1st Tank Battalion participated in the 2003 invasion of Iraq during Operation Iraqi Freedom. They were present when Corporal Edward Chin of Bravo Company, (attached to 3rd Battalion 4th Marines) placed the American flag over Saddam's statue in Firdos Square before it was demolished. Since then, they have also participated in Operation Vigilant Resolve near and around the city of Fallujah. 1st Tank Battalion operated in support of Marine infantry for the duration of Operation Iraqi Freedom as armored support. Due to the continually shifting missions, members of the battalion also deployed as provisional infantry or provisional combat engineers. Currently 1st Tank Battalion is equipped with 58 M1A1 Abrams main battle tanks.

===Afghanistan===
On 1 January 2011 Company D, 1st Tank Battalion, deployed to Camp Leatherneck, Afghanistan and was the first American mechanized unit to deploy with the M1A1 Main Battle Tank in the War in Afghanistan. These Tank Companies deployed in support of International Security Forces- Afghanistan. Company D deployed from Jan to Jul 2011, Company A deployed from Jan to Jul 2012, and Company D deployed from Jan to Jul 2013 as Tank Companies.
In this time Company C deployed as a route clearance company (Oct 2011 to May 2012), Company B with elements from H&S Company deployed as an advisory team (Jan 2012 to Jul 2012).

===Decommissioning===
1st Tank Battalion was officially decommissioned on 21 May 2021 at a ceremony held at MCAGCC 29 Palms, CA. Its commission in Palm Springs was done so after the Gulf War, when the USMC began to downsize their heavy armor brigades.

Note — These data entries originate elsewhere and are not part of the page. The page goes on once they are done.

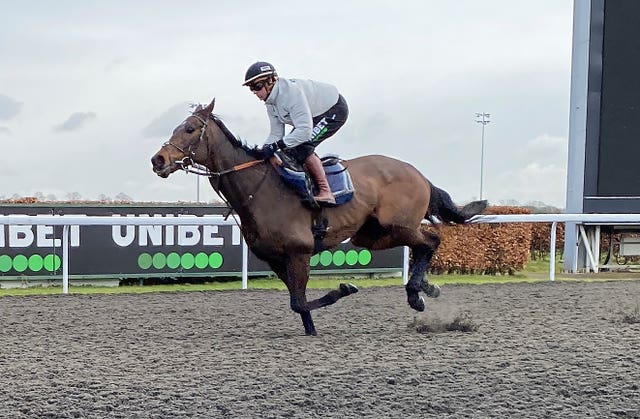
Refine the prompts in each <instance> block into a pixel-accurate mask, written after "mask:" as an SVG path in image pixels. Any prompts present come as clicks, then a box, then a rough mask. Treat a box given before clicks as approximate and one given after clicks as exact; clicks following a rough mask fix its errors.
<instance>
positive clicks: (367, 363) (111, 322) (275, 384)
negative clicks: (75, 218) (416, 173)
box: [0, 281, 640, 418]
mask: <svg viewBox="0 0 640 419" xmlns="http://www.w3.org/2000/svg"><path fill="white" fill-rule="evenodd" d="M442 291H443V292H442V295H441V297H440V298H439V299H437V300H428V301H427V303H428V308H427V311H426V312H425V313H424V314H416V313H415V312H414V311H412V310H411V309H410V308H409V307H408V306H407V304H406V302H405V295H404V291H403V289H402V288H401V287H392V288H371V289H363V290H361V291H360V292H359V293H358V294H355V295H353V296H350V297H348V298H345V299H344V300H341V301H340V302H338V303H337V304H336V305H334V306H333V307H328V308H326V309H322V310H320V311H318V312H315V313H314V314H315V315H314V320H315V323H316V327H317V329H318V333H319V335H318V336H317V337H306V336H304V334H303V329H302V325H301V322H300V320H299V317H298V315H296V314H294V313H292V312H291V311H290V310H289V307H288V302H289V299H288V295H287V294H286V292H276V291H232V292H194V293H154V294H142V295H133V294H132V295H94V296H88V295H67V296H62V295H60V296H46V297H5V298H0V314H1V318H2V327H1V328H0V342H1V346H0V367H1V371H2V374H1V375H0V388H1V389H2V391H0V417H7V418H8V417H11V418H48V417H50V418H67V417H68V418H75V417H77V418H105V417H113V418H132V417H137V418H193V417H202V418H208V417H247V418H258V417H265V418H267V417H295V418H298V417H339V418H349V417H376V418H379V417H402V418H404V417H421V418H424V417H501V418H504V417H511V418H516V417H562V418H568V417H576V418H584V417H598V418H600V417H635V418H640V387H639V386H640V324H638V323H632V322H625V321H622V319H623V317H624V316H623V315H624V314H625V313H626V314H629V313H633V311H634V309H635V308H636V307H637V306H638V304H639V301H640V281H613V282H600V283H538V284H509V285H481V286H446V287H443V290H442ZM322 294H324V292H322V291H315V290H314V291H311V292H310V296H313V297H317V296H320V295H322ZM463 311H468V314H469V316H470V318H471V319H472V321H473V322H474V324H475V325H476V326H477V330H476V331H474V332H469V333H463V332H437V333H426V334H424V333H418V332H417V331H416V328H415V326H413V327H411V326H410V325H411V324H412V323H415V322H418V323H424V322H427V323H428V322H432V321H436V320H438V319H439V320H440V321H441V322H445V323H446V322H449V321H450V320H451V319H452V318H453V317H455V316H456V315H458V314H459V313H461V312H463Z"/></svg>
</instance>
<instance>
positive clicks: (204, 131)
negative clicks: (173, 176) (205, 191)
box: [162, 114, 211, 176]
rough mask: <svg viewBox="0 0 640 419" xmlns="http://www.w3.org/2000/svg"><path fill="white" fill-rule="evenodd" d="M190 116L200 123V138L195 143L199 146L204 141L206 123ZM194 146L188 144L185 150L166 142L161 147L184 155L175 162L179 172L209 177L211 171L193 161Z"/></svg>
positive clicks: (203, 166)
mask: <svg viewBox="0 0 640 419" xmlns="http://www.w3.org/2000/svg"><path fill="white" fill-rule="evenodd" d="M191 116H193V117H194V118H196V119H197V120H198V121H200V122H202V127H200V138H199V139H198V141H197V144H199V143H201V142H202V141H204V140H205V138H204V135H205V131H206V129H207V121H206V120H205V119H202V118H200V117H199V116H198V115H196V114H191ZM205 144H206V145H207V155H209V142H208V141H205ZM194 145H196V143H192V144H189V147H188V148H187V149H186V150H185V149H183V148H182V147H180V146H179V145H176V144H174V143H172V142H171V141H167V142H165V143H164V144H162V147H167V146H171V147H174V148H175V149H176V150H178V151H179V152H181V153H182V154H183V155H184V157H183V158H182V160H178V161H176V162H175V163H176V164H177V165H178V167H179V168H180V170H184V171H185V172H188V173H195V174H197V175H203V176H211V171H210V170H209V169H208V168H207V167H205V166H203V165H201V164H199V163H196V162H195V161H194V160H193V158H194V157H195V156H196V152H195V151H194V150H192V149H191V148H192V147H193V146H194Z"/></svg>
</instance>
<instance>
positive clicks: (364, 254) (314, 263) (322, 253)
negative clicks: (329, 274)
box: [309, 249, 373, 268]
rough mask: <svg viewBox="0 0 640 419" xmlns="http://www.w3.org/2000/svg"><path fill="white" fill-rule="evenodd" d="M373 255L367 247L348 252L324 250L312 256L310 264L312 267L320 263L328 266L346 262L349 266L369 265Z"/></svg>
mask: <svg viewBox="0 0 640 419" xmlns="http://www.w3.org/2000/svg"><path fill="white" fill-rule="evenodd" d="M372 257H373V256H372V254H371V252H370V251H369V250H367V249H363V250H360V251H357V250H353V249H351V250H349V251H347V252H346V253H345V252H344V250H336V251H335V252H331V251H329V250H324V251H322V252H320V253H319V254H315V255H313V256H311V259H310V260H309V264H310V265H311V267H312V268H313V267H316V266H318V265H321V266H325V267H326V266H330V265H334V266H343V265H345V264H347V265H349V266H355V265H362V266H367V265H368V264H370V263H371V259H372Z"/></svg>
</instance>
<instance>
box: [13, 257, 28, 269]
mask: <svg viewBox="0 0 640 419" xmlns="http://www.w3.org/2000/svg"><path fill="white" fill-rule="evenodd" d="M27 266H29V259H27V257H26V256H25V255H18V256H16V257H14V258H13V269H15V270H16V271H17V272H24V271H26V270H27Z"/></svg>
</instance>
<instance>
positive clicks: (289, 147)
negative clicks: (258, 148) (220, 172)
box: [242, 61, 349, 205]
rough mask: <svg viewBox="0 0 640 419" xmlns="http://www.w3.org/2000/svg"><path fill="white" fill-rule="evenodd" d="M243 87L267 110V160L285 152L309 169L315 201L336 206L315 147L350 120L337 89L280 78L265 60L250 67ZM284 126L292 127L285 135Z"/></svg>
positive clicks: (266, 145)
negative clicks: (287, 125)
mask: <svg viewBox="0 0 640 419" xmlns="http://www.w3.org/2000/svg"><path fill="white" fill-rule="evenodd" d="M242 85H243V86H248V87H249V89H250V90H251V91H252V92H253V93H254V94H255V95H256V96H257V97H258V99H260V100H262V101H264V103H265V106H266V107H267V116H268V117H269V121H270V123H271V132H270V133H269V137H268V138H267V139H266V140H265V142H264V145H263V146H262V150H263V152H264V156H265V158H268V157H271V156H273V154H274V153H275V152H276V151H277V150H283V152H285V153H286V154H287V155H288V156H290V157H292V158H293V159H295V160H296V161H297V162H298V163H299V164H304V165H305V166H306V168H307V170H308V171H309V173H310V174H311V177H312V178H313V180H314V181H315V183H316V185H317V186H318V190H319V192H318V195H316V196H315V199H316V201H318V202H319V203H323V204H328V205H333V204H335V202H336V201H335V198H334V196H333V193H332V192H331V189H330V187H329V183H328V182H327V177H326V175H325V173H324V169H323V168H322V162H321V161H320V158H319V157H318V155H317V154H316V153H315V148H316V146H318V144H320V143H321V142H322V141H324V140H326V139H327V138H329V137H331V136H332V135H333V134H335V133H336V131H338V129H340V127H342V125H344V123H345V122H346V121H347V116H348V115H349V108H348V107H347V102H346V101H345V100H344V98H343V97H342V95H341V94H340V93H339V92H338V89H337V88H336V87H334V86H332V85H330V84H327V83H321V82H317V81H313V80H300V79H285V78H279V77H278V74H277V73H276V70H275V68H274V67H273V66H272V65H271V64H269V63H267V62H264V61H258V62H256V63H254V64H252V65H251V66H250V67H249V69H248V70H247V73H246V74H245V77H244V83H243V84H242ZM285 124H286V125H292V126H293V129H292V130H291V132H289V133H288V134H286V135H285V132H284V130H285Z"/></svg>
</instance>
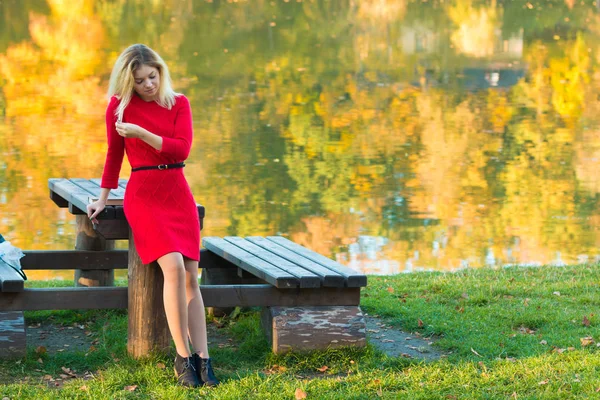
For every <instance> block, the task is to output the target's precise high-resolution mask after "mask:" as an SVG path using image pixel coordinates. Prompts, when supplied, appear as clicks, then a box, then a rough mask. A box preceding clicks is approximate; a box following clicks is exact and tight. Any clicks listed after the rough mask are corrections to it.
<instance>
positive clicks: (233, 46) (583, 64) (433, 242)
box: [0, 0, 600, 277]
mask: <svg viewBox="0 0 600 400" xmlns="http://www.w3.org/2000/svg"><path fill="white" fill-rule="evenodd" d="M0 21H2V23H1V24H0V82H1V85H2V90H1V91H0V116H1V118H0V153H1V154H2V157H1V159H0V231H1V232H2V234H3V235H4V236H6V237H7V238H9V240H11V242H13V243H14V244H15V245H18V246H19V247H21V248H24V249H64V248H73V246H74V230H75V229H74V218H73V216H71V215H70V214H69V213H68V212H66V211H65V210H60V209H58V208H57V207H56V206H55V205H54V204H53V203H52V202H51V201H50V200H49V199H48V194H47V183H46V182H47V179H48V178H50V177H97V176H99V175H100V173H101V170H102V164H103V161H104V152H105V150H106V147H105V146H106V145H105V133H104V126H103V113H104V109H105V105H106V101H105V99H104V98H103V96H104V93H105V91H106V86H107V79H108V75H109V73H110V67H111V65H112V63H113V62H114V59H115V58H116V56H117V54H118V53H119V51H120V50H121V49H122V48H124V47H125V46H127V45H129V44H131V43H133V42H144V43H147V44H148V45H150V46H152V47H154V48H156V49H157V50H158V51H159V52H160V53H161V54H162V55H163V56H164V58H165V59H166V60H167V62H168V63H169V65H170V66H171V69H172V75H173V77H174V80H175V82H174V84H175V86H176V88H177V89H178V90H181V91H182V92H184V93H186V95H188V97H189V98H190V100H191V102H192V105H193V112H194V121H195V134H196V138H195V144H194V147H193V149H192V154H191V156H190V160H189V163H188V167H187V168H186V174H187V176H188V178H189V181H190V184H191V186H192V189H193V192H194V194H195V196H196V200H197V201H198V202H201V203H203V204H204V205H205V206H206V209H207V220H206V221H205V231H204V232H203V234H204V235H217V236H224V235H240V236H245V235H272V234H282V235H286V236H288V237H289V238H290V239H292V240H294V241H297V242H299V243H302V244H304V245H306V246H308V247H310V248H312V249H314V250H316V251H319V252H321V253H323V254H326V255H328V256H331V257H333V258H336V259H338V260H340V261H341V262H344V263H346V264H347V265H350V266H352V267H355V268H358V269H362V270H364V271H366V272H368V273H385V274H388V273H390V274H391V273H399V272H405V271H407V272H409V271H417V270H454V269H458V268H466V267H479V266H486V265H488V266H494V267H497V266H501V265H507V264H509V265H510V264H527V265H543V264H569V263H577V262H597V260H598V257H599V255H598V252H597V248H598V242H599V239H600V237H599V233H598V226H599V223H600V214H599V213H598V210H599V208H598V205H599V204H598V199H599V196H598V194H599V193H600V175H598V174H597V171H598V167H599V163H600V135H598V131H599V123H598V122H599V117H598V116H599V115H600V100H599V96H598V89H597V88H598V87H600V85H598V83H600V81H599V80H600V73H599V72H600V71H599V70H598V61H597V60H598V54H599V50H600V49H599V45H600V37H599V34H600V17H599V15H598V9H597V7H596V6H595V5H593V4H591V3H590V4H580V3H579V2H577V4H575V2H570V1H558V0H556V1H544V2H540V3H533V2H530V3H527V4H525V5H524V4H522V3H521V2H496V1H494V0H490V1H486V2H474V1H470V0H456V1H451V2H448V1H444V2H441V1H429V2H426V3H423V2H408V1H398V0H384V1H382V0H373V1H370V0H369V1H360V2H355V1H350V0H348V1H338V2H330V1H325V0H315V1H306V0H303V1H298V0H290V1H289V2H271V1H266V0H264V1H261V0H259V1H253V2H244V1H240V2H225V1H216V0H215V1H210V2H209V1H205V2H202V1H191V0H184V1H166V2H155V1H142V0H121V1H91V0H90V1H81V2H77V4H75V5H74V4H71V2H62V1H54V0H52V1H42V0H26V1H16V0H2V1H0ZM122 175H123V177H127V175H128V170H127V168H124V169H123V174H122ZM124 246H125V243H120V244H119V247H124ZM47 276H48V277H55V276H58V275H47ZM67 276H68V274H67Z"/></svg>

Instead of retiring the oldest tank battalion, they retired 3rd tank battalion and transferred the great moniker of First Tanks, preserving the true history of The Corps. The eventual deactivation was part of a larger restructuring of the Marine Corps as part of the Commandant's Force Design 2030 initiative. The Marine Corps is divesting itself of larger, armor formations in order to create more expeditionary formations that can operate in the Indo-Pacific and provide long range precision fires in support of fleet maneuver.

==Notable former members==
- Gunnery Sergeant Nick Popaditch, an Iraq veteran severely wounded in the Battle of Fallujah.